While AI-driven retail assistants are increasingly becoming a part of modern e-commerce, not everyone is happy about their growth.
Amazon is in the middle of a legal battle against AI company Perplexity over Perplexity’s use of AI agents that can read and delete content from Amazon’s website. Earlier this month, Amazon won a court order barring Perplexity from accessing Amazon, citing user privacy concerns and negative effects on Amazon’s advertising business.
Elsewhere, Target issued a warning this week to consumers about its upcoming partnership with Google’s Gemini, specifically noting that any product purchased by Gemini on behalf of a user will be “subject to transactions authorized by you.” In other words, customers will still be on the hook for any transactions, even if Gemini made a mistake in their decisions.

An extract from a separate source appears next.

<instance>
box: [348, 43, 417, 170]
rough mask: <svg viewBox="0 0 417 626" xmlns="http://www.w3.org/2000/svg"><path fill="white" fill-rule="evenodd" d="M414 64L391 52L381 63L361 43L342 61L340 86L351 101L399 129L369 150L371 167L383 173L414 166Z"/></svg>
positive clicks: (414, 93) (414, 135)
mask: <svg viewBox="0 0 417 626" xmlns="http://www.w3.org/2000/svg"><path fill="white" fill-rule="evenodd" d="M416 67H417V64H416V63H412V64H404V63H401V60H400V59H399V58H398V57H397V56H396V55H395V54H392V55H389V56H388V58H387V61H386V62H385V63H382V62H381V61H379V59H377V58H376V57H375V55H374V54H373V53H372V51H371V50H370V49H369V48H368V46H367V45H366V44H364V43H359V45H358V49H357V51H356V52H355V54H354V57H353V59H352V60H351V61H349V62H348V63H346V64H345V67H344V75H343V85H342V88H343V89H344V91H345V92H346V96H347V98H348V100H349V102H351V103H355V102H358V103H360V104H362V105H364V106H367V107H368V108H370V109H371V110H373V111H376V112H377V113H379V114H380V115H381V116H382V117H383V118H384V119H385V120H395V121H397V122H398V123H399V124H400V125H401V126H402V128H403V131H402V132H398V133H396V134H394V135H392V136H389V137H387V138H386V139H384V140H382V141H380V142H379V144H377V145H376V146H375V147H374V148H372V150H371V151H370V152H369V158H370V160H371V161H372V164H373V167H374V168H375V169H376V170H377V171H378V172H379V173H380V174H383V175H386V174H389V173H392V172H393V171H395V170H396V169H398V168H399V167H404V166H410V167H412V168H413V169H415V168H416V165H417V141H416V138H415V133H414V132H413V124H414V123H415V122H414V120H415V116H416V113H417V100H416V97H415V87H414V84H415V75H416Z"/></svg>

Both of these incidents show two sides of the concern about AI retailers. For marketers, having another company’s AI workers digging into your site to uncover content can be very expensive. For consumers, the experience of using a purchasing agent is still fraught with opportunities for costly mistakes and incorrect orders.
Upasna Singh, founder and CEO of online fashion store U-Glam, told Glossy that she has seen both sides firsthand. As a consumer, he said buying fashion is “personal and easy” and that AI agents can miss the emotional connection a customer might have before making a purchase.
“As an e-commerce business owner, the anxiety is immediate,” Singh said. “I deal with bot traffic regularly, whether it’s hacking designs I’ve spent months working on or trying to access sensitive areas like payments and customer information. These are ongoing realities, not imaginary risks.”
Marketers rely on the information they receive from customers who shop their online stores. That information, including what catches people’s eye, helps guide decisions. But AI agents complicate that picture and require marketers to spend more time filtering their traffic to determine whether it’s coming from a real person.
Amazon’s actions make sense when you understand what is actually at stake, “said Sayali Patil, Cisco’s AI product leader. When a customer buys through an external agent, sellers lose behavioral data: what was searched, what was viewed, how long they spent. That is the real asset that is being protected, and I would expect more sellers to follow suit as they realize that agents do not undermine the business only, but they destroy relationships.β
On the consumer side, many of the headaches that come with sales reps, including incorrect product information and pricing, come down to how reps enter the website. According to Burkan Bur, chief executive and head of SEO at digital agency The Ad Firm, these agents access cached web pages instead of the latest version that a customer can see in a browser.
“Retailers don’t update product information, and they get cached versions that are sometimes hours old, sometimes deleted from a page that’s changed twice since it was last published,” said Bur. “In some fast-moving stocks, the price can change 40-60 times a day.” When a customer takes action on that and receives a wrong price or defective product, no fingers are pointed at the agent, and the customer complains to the seller.
With the release of many AI agents that can spend money and buy, such as OpenClaw, there is an increased need for security and protection. But these currentrails are slow to reach the adoption of AI shop assistants. In early March, Mastercard’s vp of government affairs and policy and its evp of cybersecurity released an open letter calling for international security standards around AI agents to protect against fraud.
Until clear security standards are in place, AI agents will remain as dangerous as they are exciting.
“Ultimately, the biggest barrier to adoption is trust,” Singh said. “Consumers need confidence that AI will work for them, and businesses need assurance that these systems will not compromise security, ownership or compliance.”
AI agents, in numbers
- According to a survey of 2,500 consumers who do not use AI in their purchases by the expert Simon-Kucher, their No. 1 was impersonal in giving gifts. The second most common reason was a lack of trust in AI capabilities. This information was provided to Glossy by Simon-Kucher.
- 70% of fashion-related questions asked of AI marketers are related to fit and size, according to Boston-based AI company True Fit.
- 53% of consumers who use AI to generate research also use it to help them buy, according to the 2026 BoF-McKinsey State of Fashion report.
- Ipsos released a report earlier this month with a lot of interesting data points about consumer attitudes towards AI retail agents. For one, most consumers want to authorize every purchase every time and are uncomfortable with the idea of ββan agent making a purchase without authorization.
More information to know
- LVMH’s share price fell 28% in the first quarter of the year, marking the company’s biggest decline to date. The company blamed the war on Iran for its collapse.
- US Customs and Border Protection is continuing its process of refunding tariffs. The announcement on Tuesday said that refunds may take up to 45 days after the application is completed.
- Allbirds is being acquired by American Exchange Group for $39 million. The company was once valued at $4 billion.